ASI `won't interfere' with temple administration

Chennai Nov.7. With protests piling up against its proposed takeover of the Arunachaleswara temple at Tiruvannamalai, the Archaeological Survey of India today clarified that it would only "conserve and preserve" the 1000-year-old Chola period shrine for future generations and not interfere with its administration.

"We will not interfere with the religious administration or levy any fee on devotees for temple upkeep. Our primary duty is to preserve the grandeur of the shrine for posterity," the ASI superintending archaeologist, K.T. Narasimhan, said here today.

The ASI had "preserved" as many as 410 ancient structures and sites in Tamil Nadu including the Brahadeeswarar temple at Thanjavur and the St. Mary's church at the Secretariat here, but the State Government did not raise any objection in the past to any of these being brought under "our purview".

However, now the country's oldest government body drew flak from Tiruvannamalai traders and the State Government as well, after it issued a preliminary notification declaring the temple "a monument of national importance". Addressing the apprehensions of traders and the Government, which has decided to take the battle against the "takeover" to the Madras High Court, Mr. Narasimhan assured them that the "status quo will be maintained".

On the trade fears that shops outside the temple would be cleared, he said that under the Archaeological Monuments and Archaeological Sites Act, the area within a 100-metre radius of a notified monument would be declared a prohibited area, where fresh constructions and mining would be barred. "But, the existing structures within the 100 metres will not be disturbed and only new constructions will not be allowed."

The 200 metres beyond the "prohibited areas" would be classified as a regulated area, where new constructions would be allowed only after clearance from the ASI Director-General. "This is to ensure that structures do not come up haphazardly, obstructing the facade of the temple to public view." And, no restriction on the movements of devotees or conduct of rituals would be imposed.

The temple authorities should inform the ASI when they put up pandals on the premises during any festival.

As for the Hindu Religious and Charitable Endowment department's apprehension that the ASI would lay hands on "hundial collections", which run to crores, the senior archaeologist insisted that the ASI would not "touch" the temple's property or its revenue. "We will only take up auctioning of the footwear storage place and the parking lot outside the temple so that no new constructions come up." The revenue from the auctioning would go to the Finance department and could be pumped back for the upkeep of the temple.

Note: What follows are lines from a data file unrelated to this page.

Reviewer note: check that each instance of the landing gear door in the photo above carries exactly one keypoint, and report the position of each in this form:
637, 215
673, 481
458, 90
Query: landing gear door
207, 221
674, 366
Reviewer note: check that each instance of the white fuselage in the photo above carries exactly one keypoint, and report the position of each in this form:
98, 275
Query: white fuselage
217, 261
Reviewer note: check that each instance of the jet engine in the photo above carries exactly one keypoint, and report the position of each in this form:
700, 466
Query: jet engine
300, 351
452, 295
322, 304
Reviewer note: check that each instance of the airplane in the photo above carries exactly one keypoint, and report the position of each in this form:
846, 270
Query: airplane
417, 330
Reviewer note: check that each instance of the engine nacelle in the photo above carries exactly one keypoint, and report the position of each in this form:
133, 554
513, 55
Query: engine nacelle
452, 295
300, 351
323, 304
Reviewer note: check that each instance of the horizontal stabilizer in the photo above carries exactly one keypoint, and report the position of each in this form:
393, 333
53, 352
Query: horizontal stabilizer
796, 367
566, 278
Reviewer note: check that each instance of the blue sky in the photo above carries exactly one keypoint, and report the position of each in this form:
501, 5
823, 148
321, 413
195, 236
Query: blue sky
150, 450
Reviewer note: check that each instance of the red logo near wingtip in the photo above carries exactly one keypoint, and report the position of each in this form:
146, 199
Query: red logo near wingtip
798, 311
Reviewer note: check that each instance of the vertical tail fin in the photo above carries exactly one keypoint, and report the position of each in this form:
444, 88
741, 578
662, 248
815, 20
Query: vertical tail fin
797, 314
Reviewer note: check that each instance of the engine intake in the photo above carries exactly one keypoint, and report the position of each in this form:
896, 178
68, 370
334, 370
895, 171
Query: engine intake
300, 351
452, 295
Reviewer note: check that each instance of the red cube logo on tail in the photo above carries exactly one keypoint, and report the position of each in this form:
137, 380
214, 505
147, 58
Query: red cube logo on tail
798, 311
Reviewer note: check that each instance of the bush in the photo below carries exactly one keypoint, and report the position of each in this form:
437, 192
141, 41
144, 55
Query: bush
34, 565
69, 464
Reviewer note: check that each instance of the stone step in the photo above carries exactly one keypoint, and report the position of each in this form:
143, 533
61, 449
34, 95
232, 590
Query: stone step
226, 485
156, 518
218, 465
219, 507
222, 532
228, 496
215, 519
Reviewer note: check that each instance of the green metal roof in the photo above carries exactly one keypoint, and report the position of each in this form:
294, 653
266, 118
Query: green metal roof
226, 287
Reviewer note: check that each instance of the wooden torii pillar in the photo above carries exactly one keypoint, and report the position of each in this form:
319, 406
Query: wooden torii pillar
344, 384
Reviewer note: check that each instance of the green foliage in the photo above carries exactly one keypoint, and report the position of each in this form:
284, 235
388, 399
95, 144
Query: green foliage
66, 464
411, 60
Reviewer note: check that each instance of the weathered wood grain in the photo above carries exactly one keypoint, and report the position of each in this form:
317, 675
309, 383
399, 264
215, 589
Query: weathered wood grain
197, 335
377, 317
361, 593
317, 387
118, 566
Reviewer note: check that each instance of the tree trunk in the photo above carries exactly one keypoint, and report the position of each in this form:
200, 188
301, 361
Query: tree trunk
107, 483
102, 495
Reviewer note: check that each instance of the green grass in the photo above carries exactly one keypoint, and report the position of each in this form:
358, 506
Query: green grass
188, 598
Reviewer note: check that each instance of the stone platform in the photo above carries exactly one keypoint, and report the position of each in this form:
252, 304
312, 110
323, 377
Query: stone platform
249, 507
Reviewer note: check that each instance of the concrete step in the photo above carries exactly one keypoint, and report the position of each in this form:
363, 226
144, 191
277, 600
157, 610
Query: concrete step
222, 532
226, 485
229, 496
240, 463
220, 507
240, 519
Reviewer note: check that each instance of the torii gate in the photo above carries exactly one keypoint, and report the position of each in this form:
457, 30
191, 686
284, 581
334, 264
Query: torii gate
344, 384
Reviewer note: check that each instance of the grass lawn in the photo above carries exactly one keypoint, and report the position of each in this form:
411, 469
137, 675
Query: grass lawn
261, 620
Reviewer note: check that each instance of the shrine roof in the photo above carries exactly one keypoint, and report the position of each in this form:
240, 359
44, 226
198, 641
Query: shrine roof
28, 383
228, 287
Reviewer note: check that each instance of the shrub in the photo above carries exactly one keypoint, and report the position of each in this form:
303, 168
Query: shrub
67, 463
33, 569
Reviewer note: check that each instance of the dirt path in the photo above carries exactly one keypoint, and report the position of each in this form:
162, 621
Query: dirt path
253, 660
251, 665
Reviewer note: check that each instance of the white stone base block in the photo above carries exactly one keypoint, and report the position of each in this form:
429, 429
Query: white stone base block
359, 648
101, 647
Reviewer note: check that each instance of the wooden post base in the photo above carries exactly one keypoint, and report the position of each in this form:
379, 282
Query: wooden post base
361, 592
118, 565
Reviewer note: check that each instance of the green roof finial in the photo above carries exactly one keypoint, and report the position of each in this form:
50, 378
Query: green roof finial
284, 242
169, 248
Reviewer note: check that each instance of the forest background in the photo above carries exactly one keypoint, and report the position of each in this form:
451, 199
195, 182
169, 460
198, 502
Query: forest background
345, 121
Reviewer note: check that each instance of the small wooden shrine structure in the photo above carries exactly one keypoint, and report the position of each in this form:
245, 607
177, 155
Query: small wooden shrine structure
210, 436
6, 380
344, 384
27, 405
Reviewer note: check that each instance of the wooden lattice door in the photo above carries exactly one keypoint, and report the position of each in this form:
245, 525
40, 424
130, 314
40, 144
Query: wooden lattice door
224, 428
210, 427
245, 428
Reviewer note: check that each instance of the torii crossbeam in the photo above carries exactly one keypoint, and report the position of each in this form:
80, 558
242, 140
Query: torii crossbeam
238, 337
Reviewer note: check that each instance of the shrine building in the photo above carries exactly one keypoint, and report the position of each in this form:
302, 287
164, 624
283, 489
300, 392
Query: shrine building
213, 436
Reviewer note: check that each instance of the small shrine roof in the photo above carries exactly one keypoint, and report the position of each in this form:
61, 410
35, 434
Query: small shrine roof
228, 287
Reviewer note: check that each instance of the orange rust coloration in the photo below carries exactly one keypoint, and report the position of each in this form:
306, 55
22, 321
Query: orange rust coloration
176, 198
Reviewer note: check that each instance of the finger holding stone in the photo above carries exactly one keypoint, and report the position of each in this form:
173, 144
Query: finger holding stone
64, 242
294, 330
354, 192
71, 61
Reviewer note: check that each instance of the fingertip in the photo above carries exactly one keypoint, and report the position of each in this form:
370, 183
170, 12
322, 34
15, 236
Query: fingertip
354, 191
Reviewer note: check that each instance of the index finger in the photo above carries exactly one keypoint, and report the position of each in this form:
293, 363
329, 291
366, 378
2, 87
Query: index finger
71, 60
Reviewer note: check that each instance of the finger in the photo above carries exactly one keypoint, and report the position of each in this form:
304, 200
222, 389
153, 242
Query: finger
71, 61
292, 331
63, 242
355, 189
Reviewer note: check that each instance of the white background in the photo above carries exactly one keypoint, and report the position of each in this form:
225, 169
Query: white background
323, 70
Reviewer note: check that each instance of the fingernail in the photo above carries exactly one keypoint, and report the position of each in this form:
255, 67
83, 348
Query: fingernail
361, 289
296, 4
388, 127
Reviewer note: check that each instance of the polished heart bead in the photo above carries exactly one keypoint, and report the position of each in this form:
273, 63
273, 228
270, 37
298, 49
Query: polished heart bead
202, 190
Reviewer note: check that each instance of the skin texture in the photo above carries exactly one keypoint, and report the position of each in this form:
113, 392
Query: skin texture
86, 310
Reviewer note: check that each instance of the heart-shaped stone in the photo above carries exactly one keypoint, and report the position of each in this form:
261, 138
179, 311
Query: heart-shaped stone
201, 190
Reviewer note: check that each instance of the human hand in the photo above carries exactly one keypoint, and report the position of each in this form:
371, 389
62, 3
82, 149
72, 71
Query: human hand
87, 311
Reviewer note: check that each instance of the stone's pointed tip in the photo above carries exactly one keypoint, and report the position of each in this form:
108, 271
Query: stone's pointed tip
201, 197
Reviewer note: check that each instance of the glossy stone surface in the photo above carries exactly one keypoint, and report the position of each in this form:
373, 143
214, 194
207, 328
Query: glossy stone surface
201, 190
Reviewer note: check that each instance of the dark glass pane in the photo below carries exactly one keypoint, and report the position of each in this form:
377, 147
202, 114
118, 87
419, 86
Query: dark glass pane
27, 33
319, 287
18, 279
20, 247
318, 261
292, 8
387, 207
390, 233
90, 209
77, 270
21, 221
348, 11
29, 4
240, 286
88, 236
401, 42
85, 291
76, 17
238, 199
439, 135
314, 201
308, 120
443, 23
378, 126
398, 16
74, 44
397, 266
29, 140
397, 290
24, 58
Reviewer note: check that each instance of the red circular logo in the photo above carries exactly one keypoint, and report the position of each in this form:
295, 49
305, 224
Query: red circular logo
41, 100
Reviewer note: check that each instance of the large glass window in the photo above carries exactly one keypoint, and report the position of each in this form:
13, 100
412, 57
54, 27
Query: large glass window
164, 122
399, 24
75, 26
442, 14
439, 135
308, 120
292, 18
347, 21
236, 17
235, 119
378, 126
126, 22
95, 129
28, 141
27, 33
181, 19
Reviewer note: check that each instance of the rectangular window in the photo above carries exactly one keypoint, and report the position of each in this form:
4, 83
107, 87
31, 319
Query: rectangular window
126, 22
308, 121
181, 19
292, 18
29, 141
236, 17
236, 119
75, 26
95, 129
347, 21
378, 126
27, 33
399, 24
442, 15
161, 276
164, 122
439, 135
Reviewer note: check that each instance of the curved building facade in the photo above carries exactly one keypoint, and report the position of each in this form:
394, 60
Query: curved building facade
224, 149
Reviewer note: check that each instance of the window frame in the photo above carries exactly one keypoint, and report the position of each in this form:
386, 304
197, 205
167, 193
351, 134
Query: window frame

At the Brahadeeswarar temple, the hundial collections for the HR and CE actually went up after the ASI had notified it as a "monument of national importance," Mr. Narasimhan said. And, there was no water-logging on the shrine premises as an underground drain had been detected and desilted.

"The ASI task is to preserve and conserve without changing the colour and core of any monument, which is not less than 100 years old, for the future generations and nothing else," he asserted.